Glioblastoma multiforme (GBM) is the deadliest form of brain tumor. Patients typically survive only 12-15 months after their initial diagnosis. Therefore, new treatments for GBM are urgently needed. However, finding new therapies for GBM has been challenging, largely due to the lack of models that adequately mimic the patient’s condition, which is particularly important since the disease is highly heterogeneous. That is, tumors differ widely in their pathological features and respond differently to treatments. To address these issues, this project will develop "GBM organoids," which are three-dimension masses of cells that mimic the behavior of miniature GBM tumors. These organoids will be manufactured using GBM stem cells (specialized GBM cells that give rise to all types of cells in a GBM tumor) derived directly from patients. Cells will be positioned using 3D printers and cultured in bioreactors. The potential long-term outcomes of such biomanufactured organoids are reduced reliance on animal models for cancer research and a framework for suggesting novel treatments for GBM patients in the future. This project will also provide research and educational opportunities to underrepresented minority undergraduate and graduate students. International opportunities are planned that integrate the research results into summer study-abroad courses in order to help prepare the next generation of more globally competent engineers.

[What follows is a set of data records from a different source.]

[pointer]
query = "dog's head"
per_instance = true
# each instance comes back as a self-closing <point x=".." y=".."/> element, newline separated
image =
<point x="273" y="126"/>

The goal of this project is to develop GBM (glioblastoma) organoids that retain three main features of GBM tumors: intertumoral heterogeneity (i.e., molecular subtypes), intratumoral heterogeneity (i.e., cells in the inner/necrotic core exhibiting very different characteristics to those at the tumor periphery), and cancer stem cells (CSCs). The goal will be achieved by creating GBM organoids that are homogeneous in size but retain in vivo-like intratumoral heterogeneity by using GBM CSCs. The Research Plan, designed to demonstrate that the project’s bioreactor-cultured GBM organoids can recapitulate the innate tumor microenvironment, is organized under three aims, each motivated by a scientific hypothesis. The FIRST Aim is to reproducibly biomanufacture GBM organoids in bioreactors. Subaims are to: a) demonstrate that sublethal fluid shear improves homogenous production of GBM organoids and b) elucidate the role of shear-induced EpCAM (Endothelial Cell Adhesion Molecule)-positive EVs (extracellular vessels) in organoid production. Results obtained will be used to test the hypothesis that sublethal shear stress in stirred-tanks leads to GBM organoid production via EpCAM-positive extracellular vesicles (EVs). The SECOND Aim is to produce GBM organoids with perivascular niche-like ECM (extracellular matrix) and microvessels. Subaims are to: a) demonstrate that GSCs in hyaluronic acid (HA)-rich conditions generate CD31+microvessel-like cells within GBM organoids; b) generate GBM organoids with 3D-printed HA hydrogels; c) produce GBM organoids with co-cultured microvessels and d) demonstrate that pathological features of PDX (Patient-derived xenograft) tissues are recapitulated in biomanufactured organoids. Results obtained will be used to test the hypothesis that tumor tissue-like angiogenesis by GSCs occurs when organoids are >500 μm diameter. The THIRD Aim is to profile the genetic composition and chemotherapy sensitivity of biomanufactured GBM organoids. Subaims are to: a) profile the patient-specific genetic subtypes (proneural (PN), neural (N), classical (C), and mesenchymal (M)) of biomanufactured organoids and b) characterize organoids’ responses to chemotherapeutic drugs TMZ (temozolomide) and SAL(salinomycin). Results obtained will be used to test the hypothesis that pathologically relevant organoids recapitulate the intratumoral and intertumoral diversity found in tumor tissues, and thus, can serve as better in vitro models for drug response.
This award reflects NSF's statutory mission and has been deemed worthy of support through evaluation using the Foundation's intellectual merit and broader impacts review criteria.